乙訓寺が大焼失したのは、16世紀の織田信長の兵火。江戸時代に綱吉と桂昌院の援助で再建されたがかなりコンパクトになった。明治の廃仏毀釈や戦後の農地改革でも更に土地を削られ現在の規模になった。

文久元年って刻まれた石槽があった。ちょうど桜田門外の変の翌年に奉納されたものだ。

隣には空海(弘法大師)像があった。安心感のある拝んでしまうような像だった。

嵯峨天皇から別当に任命された空海は、乙訓寺の伽藍を修復。翌年には最澄が、「真言の法を教えてほしい」と空海を訪ねてきた。これが二人の初めての対面。両界曼荼羅の前で密教の法論をした。

最澄は空海から経典を借りたり、弟子・泰範を預けたりして積極的な交流が続いた。最澄は密教を取り入れ天台宗へ組み込もうとした。一方の空海は「密教は正式な師弟関係の中で直接伝授されるもの」という立場。やがて両者は決別する。

私なりの乱暴な現代解釈をするなら、「無料で教わったノウハウを既存ビジネスへ転用した弟子」と「それにモヤモヤする師匠」みたいな構図にも見える。

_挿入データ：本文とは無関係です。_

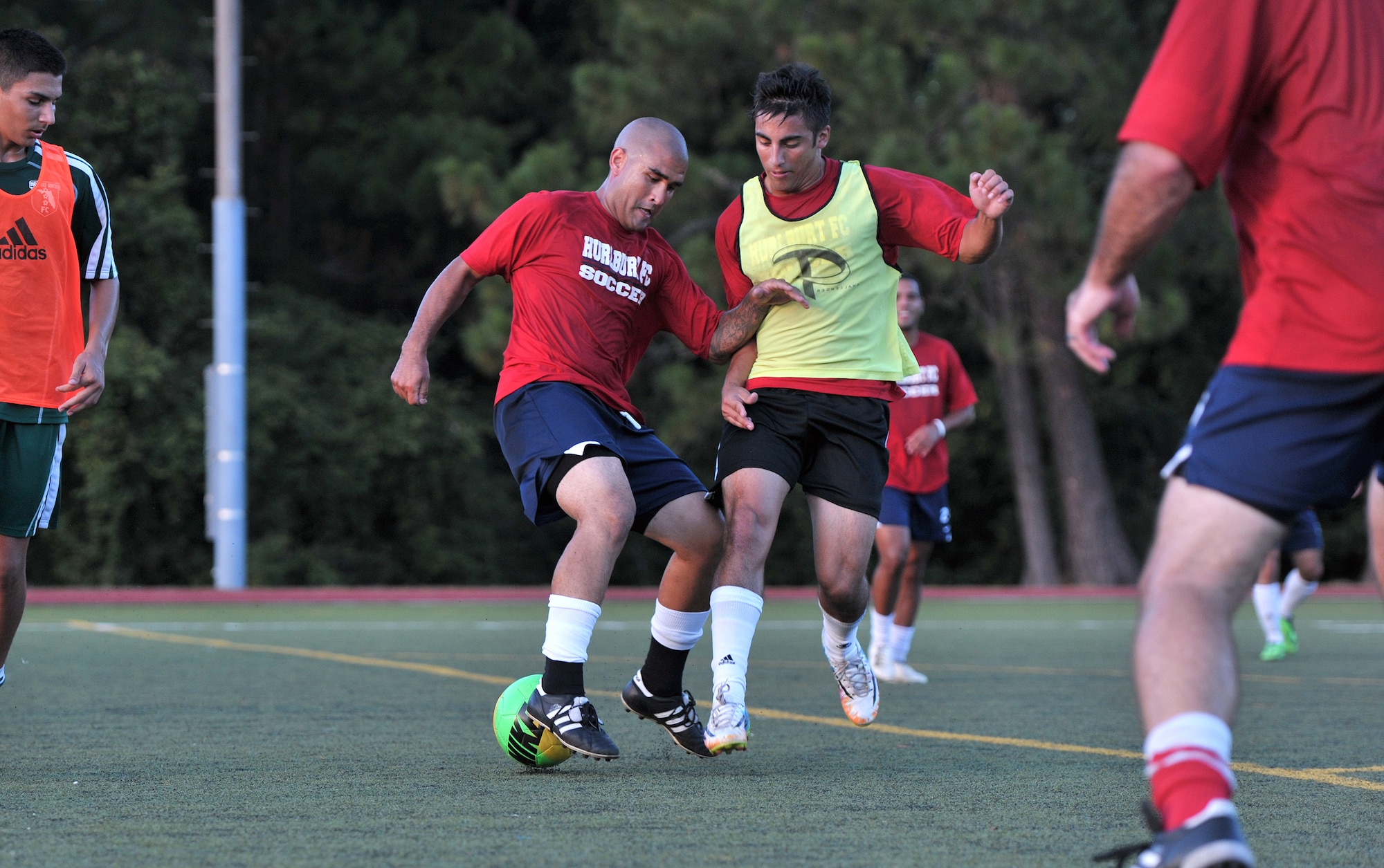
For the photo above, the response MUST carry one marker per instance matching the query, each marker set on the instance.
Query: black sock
(664, 670)
(563, 678)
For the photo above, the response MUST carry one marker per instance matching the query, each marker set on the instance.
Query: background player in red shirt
(916, 515)
(1282, 98)
(55, 234)
(1274, 604)
(593, 285)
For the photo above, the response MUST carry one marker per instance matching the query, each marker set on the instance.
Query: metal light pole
(226, 375)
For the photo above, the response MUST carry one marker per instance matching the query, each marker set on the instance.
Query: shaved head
(648, 163)
(650, 136)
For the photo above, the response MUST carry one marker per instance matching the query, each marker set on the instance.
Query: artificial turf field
(361, 735)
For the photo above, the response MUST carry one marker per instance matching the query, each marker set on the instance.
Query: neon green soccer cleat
(1289, 635)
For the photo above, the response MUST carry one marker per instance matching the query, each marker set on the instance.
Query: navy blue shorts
(542, 422)
(928, 517)
(1306, 533)
(1284, 441)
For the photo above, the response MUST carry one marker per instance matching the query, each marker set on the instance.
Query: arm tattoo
(738, 325)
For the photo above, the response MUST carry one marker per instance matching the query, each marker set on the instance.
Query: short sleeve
(961, 393)
(684, 308)
(507, 242)
(918, 212)
(729, 253)
(1203, 82)
(92, 221)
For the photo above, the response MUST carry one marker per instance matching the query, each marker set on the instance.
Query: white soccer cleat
(903, 674)
(860, 690)
(729, 726)
(882, 663)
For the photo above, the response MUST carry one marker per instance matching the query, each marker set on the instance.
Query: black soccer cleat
(1216, 842)
(574, 722)
(677, 715)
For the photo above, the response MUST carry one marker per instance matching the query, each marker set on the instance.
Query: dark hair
(794, 89)
(23, 53)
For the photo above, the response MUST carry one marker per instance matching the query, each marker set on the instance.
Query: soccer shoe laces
(725, 714)
(683, 717)
(576, 714)
(855, 675)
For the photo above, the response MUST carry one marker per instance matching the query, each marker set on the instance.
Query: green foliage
(388, 133)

しかしあまりにも不思議だった。牡丹はいったいどこにあるのか?? AIに「牡丹が咲いていない」と聞いてみたら、「天候によっては4月下旬から」と素っ気なく返ってきた。 期待してきたのに…ガッカリ残念感がじわり胸に広がった。

そっか時期が少し早すぎたのかなって思ったけれど、でもどうにも腑に落ちない。なにしろ牡丹らしき草すら生えていないのだから。

境内には空海が献上したという蜜柑の木や江戸時代につくられた鐘楼。他に小さな八幡社、三輪明神社もあった。

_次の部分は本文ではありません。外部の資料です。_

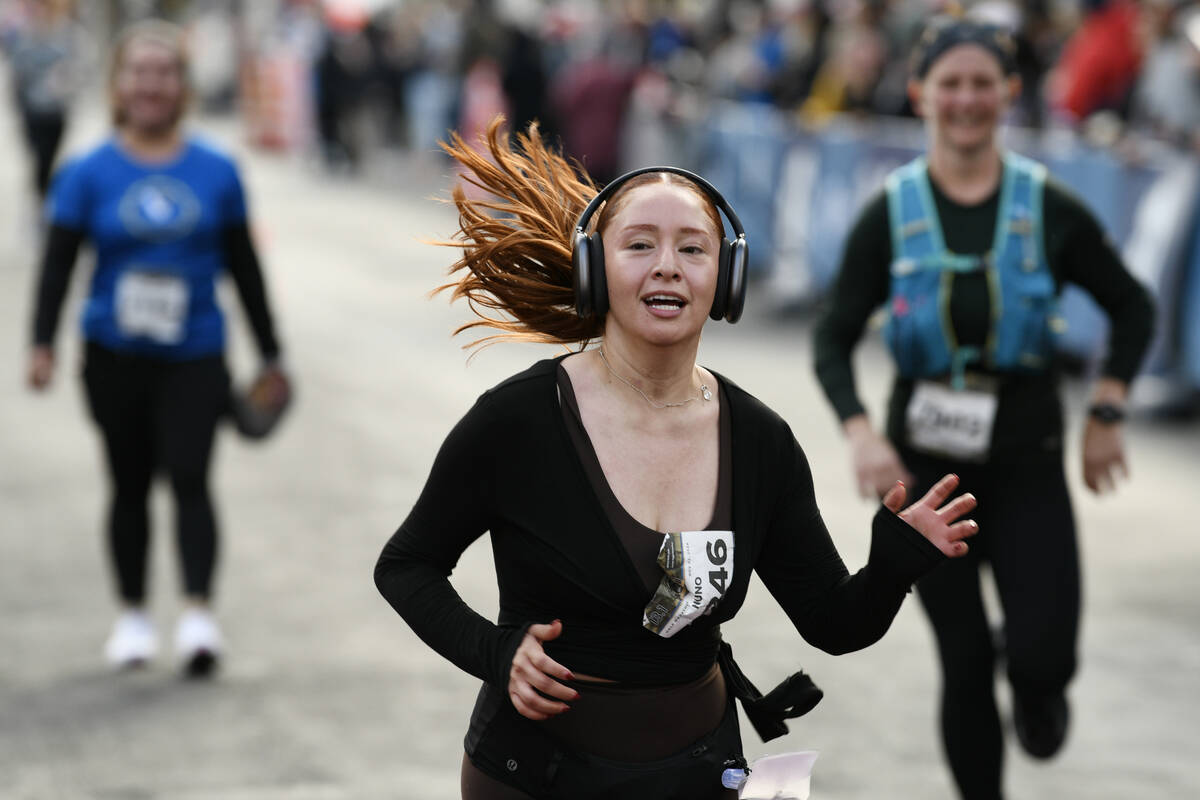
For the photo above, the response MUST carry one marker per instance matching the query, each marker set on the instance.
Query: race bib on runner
(948, 422)
(153, 305)
(697, 566)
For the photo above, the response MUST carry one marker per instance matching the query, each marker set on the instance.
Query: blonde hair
(161, 32)
(516, 266)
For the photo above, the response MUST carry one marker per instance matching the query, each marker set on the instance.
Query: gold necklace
(703, 388)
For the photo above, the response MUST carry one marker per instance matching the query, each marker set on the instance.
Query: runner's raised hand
(934, 521)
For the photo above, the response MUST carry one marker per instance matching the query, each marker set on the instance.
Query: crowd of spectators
(1102, 66)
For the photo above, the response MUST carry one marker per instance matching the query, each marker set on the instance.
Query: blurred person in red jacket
(1099, 62)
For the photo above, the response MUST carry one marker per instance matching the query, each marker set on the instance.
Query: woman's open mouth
(664, 305)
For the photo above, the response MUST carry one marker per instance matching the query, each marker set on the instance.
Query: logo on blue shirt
(159, 209)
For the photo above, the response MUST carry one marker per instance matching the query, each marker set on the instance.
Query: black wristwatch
(1107, 413)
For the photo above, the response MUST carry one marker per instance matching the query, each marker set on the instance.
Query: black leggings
(154, 415)
(43, 132)
(1027, 537)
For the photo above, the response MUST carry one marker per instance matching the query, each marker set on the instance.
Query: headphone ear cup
(739, 258)
(721, 296)
(581, 274)
(599, 280)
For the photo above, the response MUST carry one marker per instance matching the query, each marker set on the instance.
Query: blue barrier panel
(1189, 317)
(743, 157)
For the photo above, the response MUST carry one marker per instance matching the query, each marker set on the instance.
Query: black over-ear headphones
(587, 254)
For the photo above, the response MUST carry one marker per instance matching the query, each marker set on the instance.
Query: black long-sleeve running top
(509, 467)
(1030, 416)
(240, 259)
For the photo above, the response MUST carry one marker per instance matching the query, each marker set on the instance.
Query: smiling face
(660, 248)
(963, 97)
(149, 90)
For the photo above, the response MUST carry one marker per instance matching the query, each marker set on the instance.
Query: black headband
(946, 32)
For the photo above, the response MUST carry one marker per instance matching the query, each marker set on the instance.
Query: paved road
(327, 696)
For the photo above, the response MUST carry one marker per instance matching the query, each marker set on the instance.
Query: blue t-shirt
(157, 233)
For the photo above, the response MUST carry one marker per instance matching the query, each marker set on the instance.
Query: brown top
(643, 542)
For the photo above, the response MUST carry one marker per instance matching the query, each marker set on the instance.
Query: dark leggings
(1027, 537)
(43, 132)
(157, 415)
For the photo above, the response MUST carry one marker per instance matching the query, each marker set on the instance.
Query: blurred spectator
(591, 96)
(1099, 61)
(1167, 98)
(43, 46)
(523, 70)
(342, 71)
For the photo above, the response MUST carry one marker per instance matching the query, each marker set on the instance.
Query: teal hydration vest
(1024, 319)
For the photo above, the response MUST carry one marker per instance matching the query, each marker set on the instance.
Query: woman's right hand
(533, 674)
(41, 367)
(877, 467)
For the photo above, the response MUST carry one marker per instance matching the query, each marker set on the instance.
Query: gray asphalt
(327, 696)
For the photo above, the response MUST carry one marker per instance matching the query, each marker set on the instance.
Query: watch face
(1107, 413)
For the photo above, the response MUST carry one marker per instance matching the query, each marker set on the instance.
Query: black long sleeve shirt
(1030, 415)
(509, 467)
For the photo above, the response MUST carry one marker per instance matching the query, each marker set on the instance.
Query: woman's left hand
(1103, 456)
(935, 521)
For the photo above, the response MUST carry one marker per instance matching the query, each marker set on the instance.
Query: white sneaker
(197, 643)
(132, 642)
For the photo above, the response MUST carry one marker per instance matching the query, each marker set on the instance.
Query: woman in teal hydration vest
(967, 248)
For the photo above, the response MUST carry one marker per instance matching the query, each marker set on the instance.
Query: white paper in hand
(780, 777)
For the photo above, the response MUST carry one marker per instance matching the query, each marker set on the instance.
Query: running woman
(969, 247)
(629, 494)
(166, 215)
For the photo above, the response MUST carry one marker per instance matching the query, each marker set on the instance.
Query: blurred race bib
(153, 305)
(951, 422)
(696, 566)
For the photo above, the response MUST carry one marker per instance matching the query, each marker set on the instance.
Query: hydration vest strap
(1019, 216)
(960, 358)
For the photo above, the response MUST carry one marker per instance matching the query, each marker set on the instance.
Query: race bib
(948, 422)
(153, 305)
(697, 566)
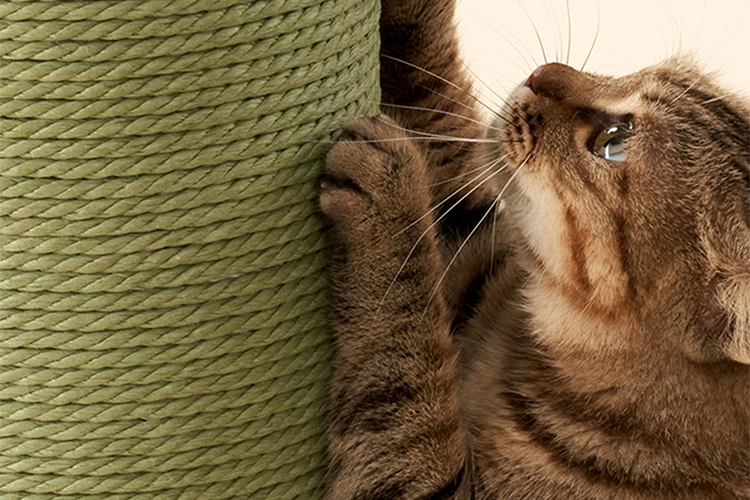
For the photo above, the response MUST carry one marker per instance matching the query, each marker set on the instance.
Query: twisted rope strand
(162, 299)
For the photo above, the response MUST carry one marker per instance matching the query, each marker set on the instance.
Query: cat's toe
(375, 163)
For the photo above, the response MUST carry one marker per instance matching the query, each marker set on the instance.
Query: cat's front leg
(394, 429)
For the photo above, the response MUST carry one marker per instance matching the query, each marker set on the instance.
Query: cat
(555, 305)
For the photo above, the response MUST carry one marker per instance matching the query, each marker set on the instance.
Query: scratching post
(162, 296)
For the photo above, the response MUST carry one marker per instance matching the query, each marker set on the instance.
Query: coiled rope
(162, 299)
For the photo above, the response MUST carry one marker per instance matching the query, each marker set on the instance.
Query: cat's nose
(553, 80)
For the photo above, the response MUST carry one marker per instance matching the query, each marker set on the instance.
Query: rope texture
(162, 299)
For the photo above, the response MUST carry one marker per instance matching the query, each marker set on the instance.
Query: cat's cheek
(544, 227)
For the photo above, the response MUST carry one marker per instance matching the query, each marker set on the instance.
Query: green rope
(162, 299)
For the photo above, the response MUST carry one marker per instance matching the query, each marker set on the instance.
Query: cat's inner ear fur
(731, 294)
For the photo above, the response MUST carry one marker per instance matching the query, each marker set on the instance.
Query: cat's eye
(610, 143)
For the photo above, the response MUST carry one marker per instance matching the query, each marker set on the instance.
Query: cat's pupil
(610, 143)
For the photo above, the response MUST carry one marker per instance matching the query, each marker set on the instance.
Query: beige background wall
(501, 47)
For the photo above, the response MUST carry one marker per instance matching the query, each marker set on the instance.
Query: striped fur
(591, 339)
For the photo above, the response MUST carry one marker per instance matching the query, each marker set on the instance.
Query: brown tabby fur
(591, 340)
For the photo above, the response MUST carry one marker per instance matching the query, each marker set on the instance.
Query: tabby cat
(553, 306)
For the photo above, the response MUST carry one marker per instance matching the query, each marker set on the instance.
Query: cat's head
(633, 198)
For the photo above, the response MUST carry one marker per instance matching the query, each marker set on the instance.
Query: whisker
(507, 104)
(426, 138)
(464, 174)
(471, 233)
(486, 168)
(716, 99)
(434, 75)
(682, 94)
(429, 228)
(570, 31)
(536, 31)
(596, 35)
(446, 113)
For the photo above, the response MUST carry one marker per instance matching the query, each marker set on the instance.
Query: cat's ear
(733, 294)
(728, 313)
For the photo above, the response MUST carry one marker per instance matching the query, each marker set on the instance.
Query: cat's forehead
(674, 83)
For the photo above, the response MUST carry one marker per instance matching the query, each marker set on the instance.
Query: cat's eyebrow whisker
(596, 36)
(684, 92)
(536, 31)
(498, 96)
(471, 233)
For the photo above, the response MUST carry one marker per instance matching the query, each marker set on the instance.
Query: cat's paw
(374, 176)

本堂の前の不動明王像はなかなか迫力があった。本尊は合体大師像、33年に一度だけ公開される。伝承によれば、空海と八幡大神二人で上下をそれぞれ彫り、ぴったりと合わさった像とのこと。空海がそう言ったと思えば何故か信じられる気がするから不思議だ。

そして毘沙門堂入口があり、御守や絵馬などが置いてあった。御朱印や御守購入などの際はインターホンで呼んでくださいと書いてあった。重要文化財の十一面観音像や木造毘沙門天立像は特別公開中だったけれど平日は残念ながら公開日ではなかった。

もしかしたら御堂の裏側とかに牡丹が咲いているのかも♪って思って覗いたりまわったり境内の隅々まで歩いたけれどやはり牡丹はどこにもなかった。

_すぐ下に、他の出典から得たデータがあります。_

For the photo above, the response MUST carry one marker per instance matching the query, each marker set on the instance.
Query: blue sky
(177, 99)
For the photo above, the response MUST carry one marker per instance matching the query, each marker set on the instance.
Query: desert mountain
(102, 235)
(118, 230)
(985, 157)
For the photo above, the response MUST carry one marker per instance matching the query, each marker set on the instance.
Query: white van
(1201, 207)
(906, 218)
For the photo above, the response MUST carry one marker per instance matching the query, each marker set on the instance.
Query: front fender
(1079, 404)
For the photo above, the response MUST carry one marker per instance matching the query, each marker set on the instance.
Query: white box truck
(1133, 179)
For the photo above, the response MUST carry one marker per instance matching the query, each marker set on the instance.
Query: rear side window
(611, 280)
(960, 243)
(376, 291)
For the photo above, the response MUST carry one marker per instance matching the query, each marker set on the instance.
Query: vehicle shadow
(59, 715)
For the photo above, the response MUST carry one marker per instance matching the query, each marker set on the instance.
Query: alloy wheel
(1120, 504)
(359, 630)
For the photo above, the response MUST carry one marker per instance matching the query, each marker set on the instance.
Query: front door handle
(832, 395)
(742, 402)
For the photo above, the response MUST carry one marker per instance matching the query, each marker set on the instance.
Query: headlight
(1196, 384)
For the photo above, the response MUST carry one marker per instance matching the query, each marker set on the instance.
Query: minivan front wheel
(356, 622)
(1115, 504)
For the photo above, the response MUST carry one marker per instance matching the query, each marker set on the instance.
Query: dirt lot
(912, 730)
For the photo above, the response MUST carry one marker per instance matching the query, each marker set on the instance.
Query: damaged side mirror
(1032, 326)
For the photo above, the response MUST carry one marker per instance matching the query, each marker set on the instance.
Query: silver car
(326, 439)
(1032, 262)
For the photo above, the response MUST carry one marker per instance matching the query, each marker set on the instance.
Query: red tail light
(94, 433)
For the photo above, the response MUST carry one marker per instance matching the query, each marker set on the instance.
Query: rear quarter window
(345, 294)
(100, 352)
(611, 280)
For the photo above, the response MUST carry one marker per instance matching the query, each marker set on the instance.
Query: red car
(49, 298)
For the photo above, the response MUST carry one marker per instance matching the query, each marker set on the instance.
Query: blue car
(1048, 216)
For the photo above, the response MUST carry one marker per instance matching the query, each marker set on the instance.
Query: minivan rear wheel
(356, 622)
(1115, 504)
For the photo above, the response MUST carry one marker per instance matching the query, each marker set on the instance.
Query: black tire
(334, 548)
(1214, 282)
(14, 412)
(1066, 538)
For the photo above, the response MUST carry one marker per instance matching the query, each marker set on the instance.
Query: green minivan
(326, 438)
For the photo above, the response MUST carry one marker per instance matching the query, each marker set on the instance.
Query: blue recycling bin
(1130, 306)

よって、秘仏もなにもみれず、牡丹も一輪もなく、すたすた歩けば5分もかからんだろ、って感じの狭い境内をフラフラし、思わず「しょぼっ」と心の中で呟きながら乙訓寺を後にした。しかし、最後まで不思議だったのが、咲く前の牡丹のつぼみどころか、どこを見渡しても探しても牡丹の茎すら地上になかったことだ。有名な牡丹の花というのは植木鉢を並べているのだろうか??

乙訓寺のHPを開いてみたら、ここ数年、牡丹が発育不良で牡丹鑑賞はできず、復興への思いは有るがハードルが高い、旨が書かれてあった。そうだったのか‥…道理で変だと思った。4月中旬なのに牡丹の影も形もないのだから。そして更に衝撃の文言が…以下、乙訓寺のHPから転載する。

”上記のような意見を表明する際、威嚇するかのように声を荒げる、暴言と受け取れる荒っぽい言葉遣い、過度な謝罪の要求等、これらは意見の表明を超えたものであり受忍できるものではございません。
何卒お控え下さいますようお願い申し上げます。”

おいおいおいおい、何があった!? マジ怖いんですけど。
皆どんだけ牡丹好きなんだよ! どんだけ必死なんだよ。
牡丹愛が暴走し過ぎている。乙訓寺が牡丹トラウマになっていないことを祈るばかりだ。

乙訓寺の牡丹は消えた。
しかし人間の牡丹愛だけは、今なお境内で暴走しているのかもしれない。